Weak field general relativity

1. Mar 7, 2006

Pietjuh

I was asked to do a problem about the gauge freedom one has in the weak field limit in general relativity. I am given a coordinate transformation $$x^{\mu '} = x^{\mu} - \zeta^{\mu}$$. Now I have to show how the perturbation of the metric transforms under this coordinate transformation.

The result should be:
$$h_{\mu\nu}^{new} = h_{\mu\nu}^{old} - \zeta_{\mu ,\nu} - \zeta_{\nu ,\mu}$$

The most simple way to do this, i thought, was to just use the transformational law for tensors.
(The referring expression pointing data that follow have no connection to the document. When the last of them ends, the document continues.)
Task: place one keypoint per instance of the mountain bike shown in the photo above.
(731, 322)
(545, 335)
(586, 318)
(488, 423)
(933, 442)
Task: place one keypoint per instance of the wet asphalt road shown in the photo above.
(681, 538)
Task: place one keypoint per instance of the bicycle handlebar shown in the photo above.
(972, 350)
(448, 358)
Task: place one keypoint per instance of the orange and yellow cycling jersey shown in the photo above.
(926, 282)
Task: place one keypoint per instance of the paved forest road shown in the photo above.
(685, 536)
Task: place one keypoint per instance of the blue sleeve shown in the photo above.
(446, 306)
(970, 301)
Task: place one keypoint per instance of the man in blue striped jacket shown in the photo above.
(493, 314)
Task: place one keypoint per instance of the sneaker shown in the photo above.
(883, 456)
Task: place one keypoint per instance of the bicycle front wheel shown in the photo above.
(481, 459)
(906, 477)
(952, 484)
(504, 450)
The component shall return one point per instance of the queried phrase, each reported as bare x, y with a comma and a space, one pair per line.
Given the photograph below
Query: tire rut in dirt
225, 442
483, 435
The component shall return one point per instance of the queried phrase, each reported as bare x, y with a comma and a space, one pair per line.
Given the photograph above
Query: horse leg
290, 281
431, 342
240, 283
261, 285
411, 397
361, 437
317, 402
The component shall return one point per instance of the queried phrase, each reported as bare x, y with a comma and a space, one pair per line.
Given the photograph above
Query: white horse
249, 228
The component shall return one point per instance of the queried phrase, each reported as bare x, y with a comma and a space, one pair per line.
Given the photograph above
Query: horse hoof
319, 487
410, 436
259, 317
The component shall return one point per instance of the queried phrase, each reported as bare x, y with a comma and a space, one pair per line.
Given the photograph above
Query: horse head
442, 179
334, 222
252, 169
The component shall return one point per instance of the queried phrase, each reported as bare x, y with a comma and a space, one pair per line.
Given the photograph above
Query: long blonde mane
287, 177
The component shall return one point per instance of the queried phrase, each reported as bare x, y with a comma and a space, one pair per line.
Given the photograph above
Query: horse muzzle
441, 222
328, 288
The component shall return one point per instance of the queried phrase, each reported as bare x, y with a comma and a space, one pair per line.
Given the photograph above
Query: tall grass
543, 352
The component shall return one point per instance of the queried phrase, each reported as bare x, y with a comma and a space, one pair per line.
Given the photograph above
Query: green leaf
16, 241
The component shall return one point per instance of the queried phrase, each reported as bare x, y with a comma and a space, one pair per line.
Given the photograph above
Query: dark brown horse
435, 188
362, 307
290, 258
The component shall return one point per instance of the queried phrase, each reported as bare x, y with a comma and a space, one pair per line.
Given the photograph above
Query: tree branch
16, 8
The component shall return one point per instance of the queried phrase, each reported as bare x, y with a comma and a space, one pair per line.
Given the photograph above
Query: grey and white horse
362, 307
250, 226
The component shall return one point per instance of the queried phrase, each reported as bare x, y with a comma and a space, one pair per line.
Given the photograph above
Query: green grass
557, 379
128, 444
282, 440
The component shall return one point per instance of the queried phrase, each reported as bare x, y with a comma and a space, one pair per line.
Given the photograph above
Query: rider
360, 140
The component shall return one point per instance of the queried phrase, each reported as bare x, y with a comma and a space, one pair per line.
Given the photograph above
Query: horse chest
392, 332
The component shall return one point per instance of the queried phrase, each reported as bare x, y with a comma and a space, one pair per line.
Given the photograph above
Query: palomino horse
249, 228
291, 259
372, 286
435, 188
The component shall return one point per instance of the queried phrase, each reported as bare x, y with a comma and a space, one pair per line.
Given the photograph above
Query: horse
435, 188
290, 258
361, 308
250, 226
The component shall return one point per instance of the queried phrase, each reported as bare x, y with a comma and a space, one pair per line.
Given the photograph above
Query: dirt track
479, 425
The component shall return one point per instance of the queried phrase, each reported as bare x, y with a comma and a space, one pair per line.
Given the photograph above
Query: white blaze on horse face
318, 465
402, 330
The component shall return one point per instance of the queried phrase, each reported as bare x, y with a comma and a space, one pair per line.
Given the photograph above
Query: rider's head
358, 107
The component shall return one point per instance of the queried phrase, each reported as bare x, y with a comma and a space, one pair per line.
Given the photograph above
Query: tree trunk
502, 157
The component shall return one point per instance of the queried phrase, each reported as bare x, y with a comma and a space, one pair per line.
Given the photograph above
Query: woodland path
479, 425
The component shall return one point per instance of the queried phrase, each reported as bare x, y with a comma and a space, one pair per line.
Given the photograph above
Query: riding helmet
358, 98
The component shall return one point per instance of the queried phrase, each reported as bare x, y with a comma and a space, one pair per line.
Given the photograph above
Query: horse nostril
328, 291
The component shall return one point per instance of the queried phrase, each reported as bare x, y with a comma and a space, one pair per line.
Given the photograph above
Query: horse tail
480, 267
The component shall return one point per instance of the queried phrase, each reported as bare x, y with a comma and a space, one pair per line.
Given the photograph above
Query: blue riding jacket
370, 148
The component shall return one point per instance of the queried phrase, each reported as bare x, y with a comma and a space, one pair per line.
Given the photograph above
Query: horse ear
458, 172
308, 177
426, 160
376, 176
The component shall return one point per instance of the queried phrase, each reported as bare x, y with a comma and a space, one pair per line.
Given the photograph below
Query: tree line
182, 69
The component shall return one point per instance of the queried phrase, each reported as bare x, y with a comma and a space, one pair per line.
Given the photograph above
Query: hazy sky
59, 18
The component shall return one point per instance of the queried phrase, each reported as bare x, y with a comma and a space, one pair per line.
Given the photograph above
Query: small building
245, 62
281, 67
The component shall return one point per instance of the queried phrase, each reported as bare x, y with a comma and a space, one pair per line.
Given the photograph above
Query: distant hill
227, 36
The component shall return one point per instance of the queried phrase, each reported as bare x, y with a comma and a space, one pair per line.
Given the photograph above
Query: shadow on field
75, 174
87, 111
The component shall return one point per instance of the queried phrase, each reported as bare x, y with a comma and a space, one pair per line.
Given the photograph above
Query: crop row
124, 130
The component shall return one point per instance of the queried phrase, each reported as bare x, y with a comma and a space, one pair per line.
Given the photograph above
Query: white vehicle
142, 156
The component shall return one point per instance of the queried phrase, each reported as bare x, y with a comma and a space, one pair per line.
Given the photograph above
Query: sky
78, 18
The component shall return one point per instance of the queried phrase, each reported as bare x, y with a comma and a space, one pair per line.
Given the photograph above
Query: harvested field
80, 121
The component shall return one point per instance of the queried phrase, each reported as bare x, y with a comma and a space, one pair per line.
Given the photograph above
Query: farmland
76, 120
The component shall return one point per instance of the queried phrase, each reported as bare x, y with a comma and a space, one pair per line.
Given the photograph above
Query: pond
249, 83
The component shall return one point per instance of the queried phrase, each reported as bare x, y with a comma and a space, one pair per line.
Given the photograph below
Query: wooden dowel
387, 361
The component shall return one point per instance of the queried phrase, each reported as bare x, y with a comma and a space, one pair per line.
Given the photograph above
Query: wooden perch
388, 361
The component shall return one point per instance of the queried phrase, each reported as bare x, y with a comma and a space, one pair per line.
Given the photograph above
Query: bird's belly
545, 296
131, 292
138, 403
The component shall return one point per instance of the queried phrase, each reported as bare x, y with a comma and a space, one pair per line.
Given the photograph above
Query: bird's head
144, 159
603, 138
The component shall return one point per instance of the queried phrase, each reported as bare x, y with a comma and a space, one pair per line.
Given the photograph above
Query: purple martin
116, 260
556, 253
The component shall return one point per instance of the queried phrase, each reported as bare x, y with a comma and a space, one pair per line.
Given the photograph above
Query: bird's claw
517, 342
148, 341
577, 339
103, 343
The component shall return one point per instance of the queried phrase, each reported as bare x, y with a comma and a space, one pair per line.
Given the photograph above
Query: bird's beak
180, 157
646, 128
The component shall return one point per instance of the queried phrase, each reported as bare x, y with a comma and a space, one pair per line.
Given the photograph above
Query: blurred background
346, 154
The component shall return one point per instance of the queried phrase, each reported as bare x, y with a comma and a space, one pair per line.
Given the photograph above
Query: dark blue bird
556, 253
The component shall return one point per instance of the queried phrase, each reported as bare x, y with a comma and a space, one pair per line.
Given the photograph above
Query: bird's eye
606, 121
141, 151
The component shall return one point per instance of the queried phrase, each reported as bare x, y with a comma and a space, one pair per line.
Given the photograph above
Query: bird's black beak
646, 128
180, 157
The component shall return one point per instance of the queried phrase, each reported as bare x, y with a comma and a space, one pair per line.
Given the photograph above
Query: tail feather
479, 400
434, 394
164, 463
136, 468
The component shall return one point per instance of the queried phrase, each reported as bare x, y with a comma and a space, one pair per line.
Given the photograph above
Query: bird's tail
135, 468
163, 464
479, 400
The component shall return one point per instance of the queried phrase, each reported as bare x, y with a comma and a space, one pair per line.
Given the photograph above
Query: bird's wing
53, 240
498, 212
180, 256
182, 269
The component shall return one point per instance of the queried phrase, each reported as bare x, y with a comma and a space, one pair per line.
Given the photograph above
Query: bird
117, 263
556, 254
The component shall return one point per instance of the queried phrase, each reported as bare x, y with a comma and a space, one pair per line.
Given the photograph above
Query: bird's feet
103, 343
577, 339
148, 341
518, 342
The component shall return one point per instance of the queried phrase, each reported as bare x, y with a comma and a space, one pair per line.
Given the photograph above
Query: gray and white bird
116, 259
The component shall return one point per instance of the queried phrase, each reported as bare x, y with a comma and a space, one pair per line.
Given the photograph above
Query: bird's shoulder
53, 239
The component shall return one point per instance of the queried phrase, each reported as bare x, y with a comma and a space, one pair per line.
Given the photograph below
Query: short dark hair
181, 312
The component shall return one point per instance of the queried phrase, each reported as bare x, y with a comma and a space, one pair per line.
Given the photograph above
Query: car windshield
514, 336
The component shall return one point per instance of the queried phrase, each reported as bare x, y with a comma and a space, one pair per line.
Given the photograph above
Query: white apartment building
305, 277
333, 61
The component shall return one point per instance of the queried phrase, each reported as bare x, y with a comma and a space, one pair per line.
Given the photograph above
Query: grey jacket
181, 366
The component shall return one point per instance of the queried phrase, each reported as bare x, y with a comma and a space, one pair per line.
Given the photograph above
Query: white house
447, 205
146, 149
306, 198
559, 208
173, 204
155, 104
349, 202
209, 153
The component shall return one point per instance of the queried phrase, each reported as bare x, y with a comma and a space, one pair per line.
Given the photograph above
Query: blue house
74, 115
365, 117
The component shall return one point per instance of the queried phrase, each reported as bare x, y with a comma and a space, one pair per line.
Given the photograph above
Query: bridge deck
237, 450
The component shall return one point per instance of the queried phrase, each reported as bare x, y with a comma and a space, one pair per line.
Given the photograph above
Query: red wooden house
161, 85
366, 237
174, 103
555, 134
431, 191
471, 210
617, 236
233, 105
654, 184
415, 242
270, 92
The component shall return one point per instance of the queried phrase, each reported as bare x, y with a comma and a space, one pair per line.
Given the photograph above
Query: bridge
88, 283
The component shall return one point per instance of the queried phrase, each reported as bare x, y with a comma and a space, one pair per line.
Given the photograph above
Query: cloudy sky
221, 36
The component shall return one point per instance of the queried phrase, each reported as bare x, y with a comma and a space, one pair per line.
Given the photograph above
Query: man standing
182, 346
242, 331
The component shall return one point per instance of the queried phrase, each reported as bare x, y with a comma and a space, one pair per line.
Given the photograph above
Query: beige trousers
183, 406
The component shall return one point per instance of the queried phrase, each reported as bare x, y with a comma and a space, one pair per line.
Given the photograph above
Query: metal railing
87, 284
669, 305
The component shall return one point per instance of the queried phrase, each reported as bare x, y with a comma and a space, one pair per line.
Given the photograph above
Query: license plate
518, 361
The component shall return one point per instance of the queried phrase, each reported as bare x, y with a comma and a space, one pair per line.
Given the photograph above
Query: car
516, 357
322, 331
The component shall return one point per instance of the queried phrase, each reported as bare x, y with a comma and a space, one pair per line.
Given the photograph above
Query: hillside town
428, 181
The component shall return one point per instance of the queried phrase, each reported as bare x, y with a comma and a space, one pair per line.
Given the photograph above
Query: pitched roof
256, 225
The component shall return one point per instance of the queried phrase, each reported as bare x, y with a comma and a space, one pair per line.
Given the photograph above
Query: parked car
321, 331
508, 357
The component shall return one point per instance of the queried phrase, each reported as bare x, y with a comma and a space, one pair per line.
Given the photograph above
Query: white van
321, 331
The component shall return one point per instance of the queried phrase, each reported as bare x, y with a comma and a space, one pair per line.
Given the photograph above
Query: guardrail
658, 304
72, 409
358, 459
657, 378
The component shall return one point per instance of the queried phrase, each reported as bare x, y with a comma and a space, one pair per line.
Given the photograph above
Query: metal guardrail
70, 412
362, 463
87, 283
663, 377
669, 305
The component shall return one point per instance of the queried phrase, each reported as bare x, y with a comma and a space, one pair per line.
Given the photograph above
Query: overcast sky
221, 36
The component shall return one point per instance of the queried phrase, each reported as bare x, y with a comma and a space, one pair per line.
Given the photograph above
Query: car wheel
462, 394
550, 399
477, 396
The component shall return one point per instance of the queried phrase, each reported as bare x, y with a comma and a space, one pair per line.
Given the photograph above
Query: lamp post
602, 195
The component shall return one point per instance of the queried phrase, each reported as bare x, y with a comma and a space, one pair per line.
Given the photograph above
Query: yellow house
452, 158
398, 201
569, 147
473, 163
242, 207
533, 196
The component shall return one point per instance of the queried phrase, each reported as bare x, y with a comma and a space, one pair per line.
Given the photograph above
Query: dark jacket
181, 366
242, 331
so: $$h_{\mu ' \nu '} = \partial_{\mu '}x^{\mu} \partial_{\nu '}x^{\nu} h_{\mu \nu}$$

Using the fact that we can neglect the product of the derivatives of the small perturbation, I find that:

$$h_{\mu ' \nu '} = h_{\mu\nu} - (\partial_{\mu '}\zeta^{\mu} + \partial_{\nu '}\zeta^{\nu})h_{\mu\nu}$$

From this point I don't know how to get rid of the metric factor in the second term, because if I can lose it, i think i would be able to come to the correct form that is wanted.

Can someone give me some hints? :)

Last edited: Mar 7, 2006
2. Mar 8, 2006

dextercioby

It's more rigurous if you start with the Pauli-Fierz action and do the canonical analysis and determine the irreducible abelian infinitesimal gauge transformations for the P-F fields $h_{\mu\nu}$.

Just a thought.

Daniel.

3. Mar 8, 2006

Galileo

If you start from $g_{\mu \nu}=\eta_{\mu \nu}+h_{\mu \nu}$,
then the tranformation law gives:

$$g'_{\mu \nu}=\partial_{\mu} x^{\alpha}\partial_{\nu} x^{\beta}g_{\alpha \beta}$$
The left hand sides gives $g'_{\mu \nu}(x')\approx \eta_{\mu \nu}+h_{\mu \nu}'(x)$ and you can work out the right hand side explicitly.

Last edited: Mar 8, 2006